Il avisa le sac d’Ibranhem. Yue y devina la présence du coffre.

— Pourquoi tu voulais pas ? récrimina Yue à l’adresse de son ancien précepteur.

— Parce que les choses ne sont pas si simples. Si tu avais subitement disparu sous notre surveillance, cela nous aurait attiré des problèmes auxquels nous aurions difficilement fait face. Je ne te crois pas assez égoïste pour vouloir mes parents en prison.

Yue se tritura les mains, contrite. Ibranhem se radoucit.

— Pardon, joli sourire. Je ne voulais pas te gronder.

— Tu m’as grondé quand même, gémit la fillette.

Il esquissa un petit sourire désolé.

— J’ai un cadeau pour me faire pardonner.

S’étant accroupi, l’adolescent tira un paquet joliment emballé de son sac.

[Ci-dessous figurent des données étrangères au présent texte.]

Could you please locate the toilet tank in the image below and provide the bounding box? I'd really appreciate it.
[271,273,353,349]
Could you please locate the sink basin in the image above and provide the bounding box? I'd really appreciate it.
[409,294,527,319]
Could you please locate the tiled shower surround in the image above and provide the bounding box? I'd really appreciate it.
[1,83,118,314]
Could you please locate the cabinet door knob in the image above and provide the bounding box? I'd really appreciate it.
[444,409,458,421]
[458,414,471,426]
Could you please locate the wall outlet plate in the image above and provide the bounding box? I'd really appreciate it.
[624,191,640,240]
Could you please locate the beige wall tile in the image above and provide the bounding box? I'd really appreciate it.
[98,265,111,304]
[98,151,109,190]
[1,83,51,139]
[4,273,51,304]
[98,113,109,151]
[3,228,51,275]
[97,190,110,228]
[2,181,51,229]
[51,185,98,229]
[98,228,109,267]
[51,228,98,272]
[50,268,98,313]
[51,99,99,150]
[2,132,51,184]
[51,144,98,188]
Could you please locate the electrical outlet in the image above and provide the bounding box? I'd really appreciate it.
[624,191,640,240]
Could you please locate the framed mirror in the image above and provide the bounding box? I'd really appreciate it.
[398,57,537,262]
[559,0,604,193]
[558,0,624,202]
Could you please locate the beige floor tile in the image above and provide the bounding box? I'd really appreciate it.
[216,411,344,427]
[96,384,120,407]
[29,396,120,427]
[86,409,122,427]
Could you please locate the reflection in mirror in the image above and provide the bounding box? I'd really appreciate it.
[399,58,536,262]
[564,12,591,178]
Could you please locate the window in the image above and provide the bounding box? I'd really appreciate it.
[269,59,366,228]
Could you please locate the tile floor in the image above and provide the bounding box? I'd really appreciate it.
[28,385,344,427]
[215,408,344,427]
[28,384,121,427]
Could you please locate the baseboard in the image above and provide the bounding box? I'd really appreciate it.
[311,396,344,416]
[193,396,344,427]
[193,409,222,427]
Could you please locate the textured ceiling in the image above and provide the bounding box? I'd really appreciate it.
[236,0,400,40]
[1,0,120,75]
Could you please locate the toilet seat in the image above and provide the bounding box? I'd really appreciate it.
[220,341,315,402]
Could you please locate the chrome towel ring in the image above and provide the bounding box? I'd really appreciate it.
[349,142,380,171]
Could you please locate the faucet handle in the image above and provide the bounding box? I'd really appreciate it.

— Joyeux anniversaire, Yue. Excuse-nous pour le retard.

— Nous ?

Ibranhem posa la main sur l’épaule d’Isaac.

— J’ai malencontreusement échoué à l’examen d’entrée à l’Université de Jerat, ce qui m’a permis de rester précepteur d’Isaac. La nature de nos leçons a un peu changé depuis ton départ. Nous t’offrons le résultat d’un admirable travail pratique.

Encouragée par le regard expectatif de son frère, elle découvrit son présent : un bijou ; à première vue, une montre et sa chaine. Yue la fit jouer entre ses doigts, fascinée par l’élégance de l’ouvrage de métal noir. Jumelée à la petite horloge, au revers du médaillon, elle découvrit une boussole.

— Elle sert à savoir où et quand, expliqua fièrement Isaac.